Eine Verneigung vor einer tollen Band. Der Song ist unter 2 Minuten lang und gibt mächtig Gas! Ein Spaßsong der gute Laune verbreitet.
Shut you down
Schnell, direkt, so ist auch dieser Song. Irgendwo - die Quelle kann ich nicht belegen - hat Lemmy diesen Song mal als "Macho-Song" beschrieben. Kann man so stehenlassen.
1916
Der Song, der mich am meisten berührt. Keine Gitarre, kein Bass, nur ein Keyboard und die Trommel. Und Lemmy mit einer Stimme, die so verletzlich klingt, so hoffnungslos, so zerbrechlich, so wunderwunderschön. Inhaltlich geht es um den ersten Weltkrieg und wie es ist, auf den Schlachtfeldern in Flandern zu leben bzw. zu sterben. Für mich ein Übersong. Gänsehaut galore.
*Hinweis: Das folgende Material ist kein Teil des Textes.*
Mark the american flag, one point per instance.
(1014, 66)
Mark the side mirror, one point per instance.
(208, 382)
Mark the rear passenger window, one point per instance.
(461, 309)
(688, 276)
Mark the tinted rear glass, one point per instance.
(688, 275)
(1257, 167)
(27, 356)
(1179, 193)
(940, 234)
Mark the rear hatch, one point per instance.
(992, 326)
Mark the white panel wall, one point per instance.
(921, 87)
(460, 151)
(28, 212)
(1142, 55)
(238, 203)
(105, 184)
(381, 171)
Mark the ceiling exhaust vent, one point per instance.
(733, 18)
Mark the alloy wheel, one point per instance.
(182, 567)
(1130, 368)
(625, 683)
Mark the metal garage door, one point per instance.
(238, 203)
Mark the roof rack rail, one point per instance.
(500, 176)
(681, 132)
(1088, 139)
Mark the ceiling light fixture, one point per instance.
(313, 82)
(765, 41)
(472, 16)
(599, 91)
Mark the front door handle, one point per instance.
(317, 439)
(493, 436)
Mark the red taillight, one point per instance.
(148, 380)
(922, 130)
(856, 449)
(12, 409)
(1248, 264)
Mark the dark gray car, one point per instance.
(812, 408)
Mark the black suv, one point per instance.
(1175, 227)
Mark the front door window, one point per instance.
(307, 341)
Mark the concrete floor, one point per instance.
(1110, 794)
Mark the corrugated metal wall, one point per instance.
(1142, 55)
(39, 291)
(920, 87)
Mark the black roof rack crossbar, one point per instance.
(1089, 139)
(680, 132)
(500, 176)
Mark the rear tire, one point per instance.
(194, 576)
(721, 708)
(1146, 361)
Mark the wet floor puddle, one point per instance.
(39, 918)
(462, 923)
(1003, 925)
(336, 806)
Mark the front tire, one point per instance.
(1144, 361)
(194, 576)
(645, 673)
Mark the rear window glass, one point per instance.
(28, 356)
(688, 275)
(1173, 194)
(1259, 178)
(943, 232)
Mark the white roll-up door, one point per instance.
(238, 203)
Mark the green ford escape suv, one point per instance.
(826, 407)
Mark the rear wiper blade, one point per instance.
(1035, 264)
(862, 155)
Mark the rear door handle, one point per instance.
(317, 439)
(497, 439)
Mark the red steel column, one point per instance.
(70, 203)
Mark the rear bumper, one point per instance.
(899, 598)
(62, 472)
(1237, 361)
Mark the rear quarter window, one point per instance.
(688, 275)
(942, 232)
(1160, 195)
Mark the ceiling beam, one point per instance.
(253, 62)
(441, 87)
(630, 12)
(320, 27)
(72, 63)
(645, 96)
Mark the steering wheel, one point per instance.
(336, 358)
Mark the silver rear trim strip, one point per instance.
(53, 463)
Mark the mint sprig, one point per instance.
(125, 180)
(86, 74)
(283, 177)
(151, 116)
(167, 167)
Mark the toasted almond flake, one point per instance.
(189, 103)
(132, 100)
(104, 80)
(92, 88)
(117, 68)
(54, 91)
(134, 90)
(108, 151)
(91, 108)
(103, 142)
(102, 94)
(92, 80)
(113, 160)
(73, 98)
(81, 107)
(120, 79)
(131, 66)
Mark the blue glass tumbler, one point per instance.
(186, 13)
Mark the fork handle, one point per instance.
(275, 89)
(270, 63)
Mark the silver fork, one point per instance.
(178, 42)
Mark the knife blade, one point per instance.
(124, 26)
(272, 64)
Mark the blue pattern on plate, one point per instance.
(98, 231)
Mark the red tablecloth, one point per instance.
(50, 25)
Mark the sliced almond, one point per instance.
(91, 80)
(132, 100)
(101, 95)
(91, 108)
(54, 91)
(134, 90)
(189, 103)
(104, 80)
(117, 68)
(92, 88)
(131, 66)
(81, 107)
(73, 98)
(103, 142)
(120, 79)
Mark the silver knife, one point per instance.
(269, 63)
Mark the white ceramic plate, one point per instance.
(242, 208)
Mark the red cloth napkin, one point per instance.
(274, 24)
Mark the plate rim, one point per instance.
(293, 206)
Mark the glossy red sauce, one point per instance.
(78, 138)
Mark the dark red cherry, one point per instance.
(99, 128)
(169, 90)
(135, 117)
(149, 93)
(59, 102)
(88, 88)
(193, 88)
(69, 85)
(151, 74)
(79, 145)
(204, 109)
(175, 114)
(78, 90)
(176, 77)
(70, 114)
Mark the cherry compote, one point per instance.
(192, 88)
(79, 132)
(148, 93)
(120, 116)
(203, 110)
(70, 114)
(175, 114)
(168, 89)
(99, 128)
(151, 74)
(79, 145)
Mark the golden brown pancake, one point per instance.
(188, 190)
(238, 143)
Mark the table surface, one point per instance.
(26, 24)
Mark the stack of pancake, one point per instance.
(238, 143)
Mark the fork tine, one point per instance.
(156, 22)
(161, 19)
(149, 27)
Lemmy sagt zum Album in "White Line Fever"):
"Several of the Songs on 1916 - "Love me forever" and "1916", for example were very different from anything we'd have done before, but it's not like we were trying to change; we just did."
Die persönliche Bedeutung von 1916 für den im 18. Lebensjahr stehenden Eisenkanzler (damals noch Eisenprinz):
Hinrich Breuer war mein Urgroßvater mütterlicherseits. Er starb am 16.09.1975 - an meinem zweiten Geburtstag. Ich habe ihn also nie bewusst kennengelernt. Aber mein Großvater hat mir viele lebendige Geschichten von ihm erzählt. Was er alles in der Landwirtschaft erlebt hatte, wie das Leben in der "guten alten Zeit" in einem 100-Einwohner-Dorf damals so war. Aber auch von seinen Erlebnissen im ersten Weltkrieg. Mein Opa hat mir die Erlebnisse seines Vaters aus dem ersten Weltkrieg erzählt, lange bevor er sich im Stande fühlte, mir von seinen eigenen Erlebnissen aus Weltkrieg 2 zu erzählen. Ich habe mich als junger Mensch sehr intensiv mit dem ersten Weltkrieg auseinandergesetzt. Als dann 1916 erschien und ich den Song zum ersten Mal hörte, hatte ich eine Gänsehaut. Die hätte ich wohl eh gehabt, weil der Song an sich großartig ist; aber mit dem konkreten Bezug zu den Erlebnissen meines Uropas war das nochmal eine ganz andere Nummer. Das ist wahrscheinlich einer der Gründe, warum 1916 für mich immer das Highlight in der Discographie der großartigen Motörhead sein wird. Die persönliche Bindung durch diesen Song und natürlich die tolle Musik.
Tja, das waren meine persönlichen Einschätzungen zu "1916". Ich hoffe, dem ein oder anderen hat's gefallen. Ich freue mich auf eure Beiträge zu meinem Geschreibe.